The roots of 7x^2 + x - 5 = 0 are a and b Compute (a - 4)(b - 4)
Thank you! (it's not 80/7)
By the quadratic formula, a and b are \(\frac{-1 \pm \sqrt{141}}{4}\)
Plug these into (a - 4)(b - 4), and you get 103/7
There are two methods to solve this.
First method:
Expand:
\((a-4)(b-4)=ab-4a-4b+16=ab-4(a+b)+16\)
Then, if a and b are the roots of \(7x^2+x-5=0\), then by Vietas' formulae:
\(a+b=-\frac{1}{7}\) and \(ab=-\frac{5}{7}\)
Therefore:
\((a-4)(b-4)=-\frac{5}{7}-4(-\frac{1}{7})+16=\frac{111}{7}\) is the desired answer.
Second method:
If a and b are the roots of \(7x^2+x-5=0\)

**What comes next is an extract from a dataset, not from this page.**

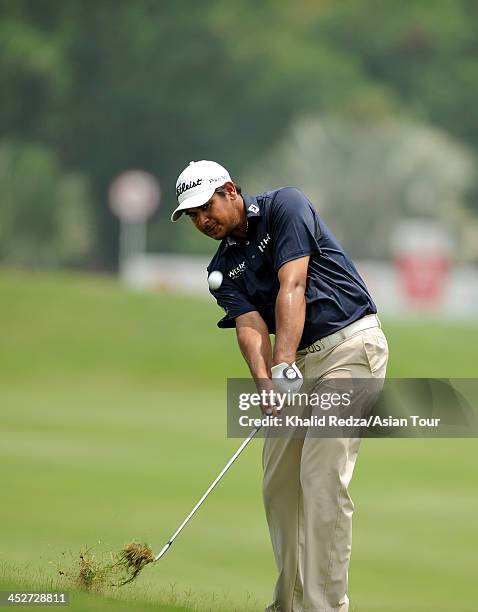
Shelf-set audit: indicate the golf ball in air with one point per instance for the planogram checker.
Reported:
(215, 280)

Then, we do the following substitution: let \(y=x-4\), hence \(x=y+4\)
So:
\(7(y+4)^2+(y+4)-5=0 \iff 7(y^2+8y+16)+y+4-5=7y^2+56y+112+y-1=7y^2+57y+111\)
Therefore, the product of the roots (Which is now (a-4)(b-4), as we transformed the quadratic with the roots a and b to another quadratic with roots a-4 and b-4.) is again, by Vietas' formulae: \(\frac{111}{7}\).